Write tools for building and iterating on assessments programmatically. They do not run the assessment generation agent — you bring the files, Litmus stores and serves them.

upload_assessment#
python
async def upload_assessment(
name: str,
files: list[dict],
language: str | None = None,
time_limit: int | None = None,
role_id: str | None = None,
) -> dict
Create a new assessment from caller-supplied files. The new assessment is immediately available as a draft in your dashboard; nothing is sent to candidates until you wire it up to a role.

Arguments

namerequired
str
Display title for the assessment.
filesrequired
list[dict]
List of { "path": str, "content": str } objects. Paths must be unique within the assessment.
language
str | None
Primary language hint (e.g. python, typescript) for the candidate UI.
time_limit
int | None
Suggested completion time in minutes.
role_id
str | None
Existing role to attach the assessment to.

Returns

{ assessmentId: str }

Example

python
resp = await session.call_tool("upload_assessment", {
  "name": "Backend take-home v2",
  "language": "python",
  "time_limit": 120,
  "files": [
      {"path": "README.md", "content": "# Build a small queue worker..."},
      {"path": "src/worker.py", "content": "# starter code\n"},
  ],
})
print("created", resp.structuredContent["assessmentId"])

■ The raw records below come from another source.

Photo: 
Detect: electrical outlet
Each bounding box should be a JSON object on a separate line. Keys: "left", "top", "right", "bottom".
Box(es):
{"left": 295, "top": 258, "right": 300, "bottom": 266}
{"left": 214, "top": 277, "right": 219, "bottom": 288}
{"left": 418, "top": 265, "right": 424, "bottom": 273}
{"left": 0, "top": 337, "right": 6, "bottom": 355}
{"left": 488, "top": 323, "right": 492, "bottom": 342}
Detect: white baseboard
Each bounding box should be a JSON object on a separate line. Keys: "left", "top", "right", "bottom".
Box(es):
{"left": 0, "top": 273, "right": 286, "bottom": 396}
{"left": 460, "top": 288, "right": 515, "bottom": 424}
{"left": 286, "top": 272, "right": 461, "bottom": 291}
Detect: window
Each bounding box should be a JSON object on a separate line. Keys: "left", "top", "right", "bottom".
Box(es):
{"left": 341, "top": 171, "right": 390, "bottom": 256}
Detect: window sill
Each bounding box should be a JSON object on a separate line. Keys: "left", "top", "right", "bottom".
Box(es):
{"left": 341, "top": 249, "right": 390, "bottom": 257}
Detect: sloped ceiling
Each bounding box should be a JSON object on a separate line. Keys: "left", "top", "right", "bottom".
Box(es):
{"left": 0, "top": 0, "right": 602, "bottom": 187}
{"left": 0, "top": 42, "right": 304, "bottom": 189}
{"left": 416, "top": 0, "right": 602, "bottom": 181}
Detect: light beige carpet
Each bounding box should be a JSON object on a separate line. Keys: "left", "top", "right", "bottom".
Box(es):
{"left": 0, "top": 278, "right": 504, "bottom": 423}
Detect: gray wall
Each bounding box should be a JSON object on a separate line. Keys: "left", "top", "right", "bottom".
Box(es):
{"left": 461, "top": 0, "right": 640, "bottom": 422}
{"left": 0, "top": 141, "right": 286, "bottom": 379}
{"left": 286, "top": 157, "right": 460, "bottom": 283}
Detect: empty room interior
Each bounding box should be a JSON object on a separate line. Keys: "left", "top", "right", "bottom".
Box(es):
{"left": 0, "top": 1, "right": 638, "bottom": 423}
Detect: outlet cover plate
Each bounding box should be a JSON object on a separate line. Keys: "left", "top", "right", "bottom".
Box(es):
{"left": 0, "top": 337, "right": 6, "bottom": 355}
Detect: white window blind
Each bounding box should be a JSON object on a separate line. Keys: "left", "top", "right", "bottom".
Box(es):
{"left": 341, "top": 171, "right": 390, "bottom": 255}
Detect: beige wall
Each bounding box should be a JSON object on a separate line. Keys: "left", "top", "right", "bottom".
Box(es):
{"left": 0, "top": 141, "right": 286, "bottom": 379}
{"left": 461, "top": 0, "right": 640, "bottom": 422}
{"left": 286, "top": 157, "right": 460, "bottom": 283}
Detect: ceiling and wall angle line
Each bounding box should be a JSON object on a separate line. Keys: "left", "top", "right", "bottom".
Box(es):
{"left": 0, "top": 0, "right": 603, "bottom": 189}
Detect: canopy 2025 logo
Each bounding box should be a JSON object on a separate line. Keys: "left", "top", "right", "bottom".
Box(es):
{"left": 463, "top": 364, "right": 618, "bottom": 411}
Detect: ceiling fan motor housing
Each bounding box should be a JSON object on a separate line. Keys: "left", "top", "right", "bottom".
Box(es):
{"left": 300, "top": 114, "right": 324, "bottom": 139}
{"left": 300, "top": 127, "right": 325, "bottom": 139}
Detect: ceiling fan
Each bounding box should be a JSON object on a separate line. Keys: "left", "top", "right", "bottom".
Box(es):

Uploading via this tool does not consume credits — only AI-generated assessments do. Iterate by calling update_assessment_files rather than uploading new copies.

get_assessment_files#
python
async def get_assessment_files(assessment_id: str) -> dict
Pull the current files and version of an assessment. Call this before update_assessment_files to get the version you'll need for the optimistic-concurrency check.

Arguments

assessment_idrequired
str
Assessment ID.

Returns

{ assessmentId, name, version, files: [{ path, content }, ...] }

version increments on every successful update.

Example

python
resp = await session.call_tool("get_assessment_files", {
  "assessment_id": "asmt_abc123",
})
asmt = resp.structuredContent
for f in asmt["files"]:
  print(f["path"])
print("version:", asmt["version"])
update_assessment_files#
python
async def update_assessment_files(
assessment_id: str,
files: list[dict],
expected_version: int | None = None,
) -> dict
Replace the file set for an existing assessment. This is a full replace, not a patch — pass every file you want present after the call.

Arguments

assessment_idrequired
str
Assessment to update.
filesrequired
list[dict]
Complete { "path", "content" } list. Anything not in this list is removed.
expected_version
int | None
Version returned by your last get_assessment_files. If supplied, the write is refused (with a clear error) when another writer has bumped the version in between. Omit only if you genuinely want last-write-wins.

Returns

{ assessmentId, version } — the new version after the write.

Example

python
# Pull, edit, push back with a version guard.
resp = await session.call_tool("get_assessment_files", {
  "assessment_id": "asmt_abc123",
})
current = resp.structuredContent
files = current["files"]

# ...edit files locally...

resp = await session.call_tool("update_assessment_files", {
  "assessment_id": "asmt_abc123",
  "files": files,
  "expected_version": current["version"],
})
print("now at version", resp.structuredContent["version"])

On a version mismatch the error message includes the current version. The right move is to re-fetch with get_assessment_files, merge your changes against the new state, and retry.